Back to the matter at hand: Christmas. I think most newlyweds, at least those with blogs, are supposed to be excited for their First Everything: Our First Thanksgiving Together, Our First Apartment, Our First Fight About the Dishes. And, sure, we've got some good firsts--Our First Kiss was pretty awesome, for instance--but neither of us are big holiday people. Our First Halloween was spent eating bags of candy corn and watching The Wire. Costumes? Parties? Please. Celebrations are for people who aren't hooked on the best show ever to have been on TV.

So it's not like anyone expected us to be Christmasy, right? We'll be traveling for the holiday itself, so we haven't bothered with a tree, and even though we have an entire box full of Christmas ornaments and decorations (thanks, Mom!), right now it just seems like too much work to put them up, especially if, come two weeks, we won't be around to enjoy them.

(Should I make another confession? It also seems weird to put up Christmas decorations when our apartment has no decorations at all. That's right: bare walls, baby. I've been in this apartment for four months now and the only thing I've hung is a calendar--a cheap calendar I got for free at a bookstore, no less. Clearly, I am a failure as a homemaker. But hey, my way means fewer ways to damage the walls of a rented apartment. Plus, fewer fights about whether to hang my batik cloth and schwa paintings or Mike's Despair.com posters. Everybody wins.)

Anyway, while it's like me to not get into the holiday spirit, it's not like me to open presents early; I was a child who never, never, went looking for Christmas presents, even though I knew perfectly well where they were hidden. I was a child who ate all the oat bits of Lucky Charms before the marshmallows. I was a child who saved Halloween candy for years. In other words, Delayed Gratification was my middle name.
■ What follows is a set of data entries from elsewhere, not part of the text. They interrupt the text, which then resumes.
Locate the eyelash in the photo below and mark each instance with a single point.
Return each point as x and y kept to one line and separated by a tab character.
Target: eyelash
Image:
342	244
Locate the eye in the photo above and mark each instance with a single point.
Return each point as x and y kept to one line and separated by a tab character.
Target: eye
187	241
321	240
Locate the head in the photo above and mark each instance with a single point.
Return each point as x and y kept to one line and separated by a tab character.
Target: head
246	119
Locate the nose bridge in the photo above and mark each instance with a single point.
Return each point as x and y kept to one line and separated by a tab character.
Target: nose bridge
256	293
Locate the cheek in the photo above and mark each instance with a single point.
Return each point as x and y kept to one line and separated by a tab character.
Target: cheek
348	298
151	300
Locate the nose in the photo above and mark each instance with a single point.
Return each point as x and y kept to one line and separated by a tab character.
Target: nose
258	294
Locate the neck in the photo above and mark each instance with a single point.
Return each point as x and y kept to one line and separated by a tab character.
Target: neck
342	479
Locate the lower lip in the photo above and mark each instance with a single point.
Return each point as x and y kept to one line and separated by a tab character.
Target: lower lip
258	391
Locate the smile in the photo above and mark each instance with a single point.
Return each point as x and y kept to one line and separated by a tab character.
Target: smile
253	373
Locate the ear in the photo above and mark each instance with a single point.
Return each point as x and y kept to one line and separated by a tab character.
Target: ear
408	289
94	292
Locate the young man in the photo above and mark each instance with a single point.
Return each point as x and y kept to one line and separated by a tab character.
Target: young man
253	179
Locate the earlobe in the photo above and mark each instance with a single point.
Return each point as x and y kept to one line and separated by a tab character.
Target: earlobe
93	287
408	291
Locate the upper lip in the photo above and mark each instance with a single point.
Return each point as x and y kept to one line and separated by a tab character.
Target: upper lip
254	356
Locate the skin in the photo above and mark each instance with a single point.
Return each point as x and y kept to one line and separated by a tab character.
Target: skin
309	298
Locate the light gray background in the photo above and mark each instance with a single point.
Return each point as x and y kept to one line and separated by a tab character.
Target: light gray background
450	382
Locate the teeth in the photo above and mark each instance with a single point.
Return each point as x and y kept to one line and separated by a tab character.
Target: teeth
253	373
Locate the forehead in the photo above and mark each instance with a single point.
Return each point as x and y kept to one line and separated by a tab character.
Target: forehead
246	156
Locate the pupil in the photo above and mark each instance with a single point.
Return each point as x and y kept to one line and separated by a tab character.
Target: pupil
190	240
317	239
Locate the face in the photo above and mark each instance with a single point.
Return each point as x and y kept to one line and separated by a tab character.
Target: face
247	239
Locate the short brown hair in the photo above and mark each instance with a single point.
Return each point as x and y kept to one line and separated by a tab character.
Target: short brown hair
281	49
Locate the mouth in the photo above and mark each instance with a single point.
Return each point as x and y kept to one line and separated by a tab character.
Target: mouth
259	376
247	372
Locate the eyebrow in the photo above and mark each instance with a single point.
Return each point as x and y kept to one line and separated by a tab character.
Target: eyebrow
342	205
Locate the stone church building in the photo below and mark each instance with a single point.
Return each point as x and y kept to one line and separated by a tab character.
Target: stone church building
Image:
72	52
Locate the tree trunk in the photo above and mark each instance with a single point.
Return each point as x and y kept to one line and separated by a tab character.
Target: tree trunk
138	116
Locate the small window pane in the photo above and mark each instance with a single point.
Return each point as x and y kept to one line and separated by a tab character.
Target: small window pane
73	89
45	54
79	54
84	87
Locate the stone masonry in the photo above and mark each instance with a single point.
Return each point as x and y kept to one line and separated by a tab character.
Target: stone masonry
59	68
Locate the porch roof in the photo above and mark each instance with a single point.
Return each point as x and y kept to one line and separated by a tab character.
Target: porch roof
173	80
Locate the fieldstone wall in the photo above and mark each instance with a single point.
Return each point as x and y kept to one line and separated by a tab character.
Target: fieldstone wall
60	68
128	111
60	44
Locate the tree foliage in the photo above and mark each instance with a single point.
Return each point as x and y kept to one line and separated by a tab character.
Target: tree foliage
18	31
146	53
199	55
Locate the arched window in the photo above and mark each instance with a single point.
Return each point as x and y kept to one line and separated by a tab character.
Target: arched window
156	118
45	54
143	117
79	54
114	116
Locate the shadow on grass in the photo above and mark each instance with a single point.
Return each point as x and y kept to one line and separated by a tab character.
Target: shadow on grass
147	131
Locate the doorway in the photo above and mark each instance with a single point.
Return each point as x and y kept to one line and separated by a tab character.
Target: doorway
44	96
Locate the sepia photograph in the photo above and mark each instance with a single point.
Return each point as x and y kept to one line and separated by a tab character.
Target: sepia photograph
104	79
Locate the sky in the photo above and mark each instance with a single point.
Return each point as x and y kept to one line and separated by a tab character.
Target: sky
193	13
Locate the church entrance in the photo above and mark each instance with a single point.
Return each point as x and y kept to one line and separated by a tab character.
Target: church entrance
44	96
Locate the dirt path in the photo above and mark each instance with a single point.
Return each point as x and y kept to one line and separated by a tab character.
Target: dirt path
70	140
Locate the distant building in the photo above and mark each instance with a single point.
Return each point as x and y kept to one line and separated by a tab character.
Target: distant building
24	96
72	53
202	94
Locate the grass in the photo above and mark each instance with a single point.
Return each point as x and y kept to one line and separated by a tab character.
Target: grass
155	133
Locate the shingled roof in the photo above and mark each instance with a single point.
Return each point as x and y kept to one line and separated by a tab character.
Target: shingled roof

But I'm married now, and so I have put away childish things in the name of marital harmony. When Mike suggested that we open the presents right away, I argued with him but eventually gave in. Or, okay, I eventually lost the 3rd round of rock-paper-scissors. (Should that be another confession? That we resolve disagreements with rock-paper-scissors instead of reasoned, intelligent discussions?)

In any case, maybe Mike was right: we had a great little pre-Christmas Christmas, which got us a little bit more in the holiday mood, and now we don't have to worry about traveling with too many. So I'll end with my final Christmas confession: I opened presents early and enjoyed it. How many Hail Rudolphs do I have to say for that?

6 comments:

annie (the annilygreen one) said...
This comment has been removed by the author.
annie (the annilygreen one) said...

hail petra, full of great posts! and i'm glad to hear my schwa painting is still around.

Wiglaf said...

I was a child who never, never, went looking for Christmas presents, even though I knew perfectly well where they were hidden. I was a child who ate all the oat bits of Lucky Charms before the marshmallows.

Ha ha, me too. Except they were generic-brand Marshmallow Mateys, of course.

Minnie said...

We resolve our disagreements with rock-paper-scissors too. It is foolproof!

Diane said...

Did you ever wonder where your saved Halloween candy was going or did you know your mother ate it while you were at school?

lionofzion said...

The problem with reasoned, intelligent discussion is that both of you can be right at the same time.

With rock paper scissors, there is always (eventually) a winner.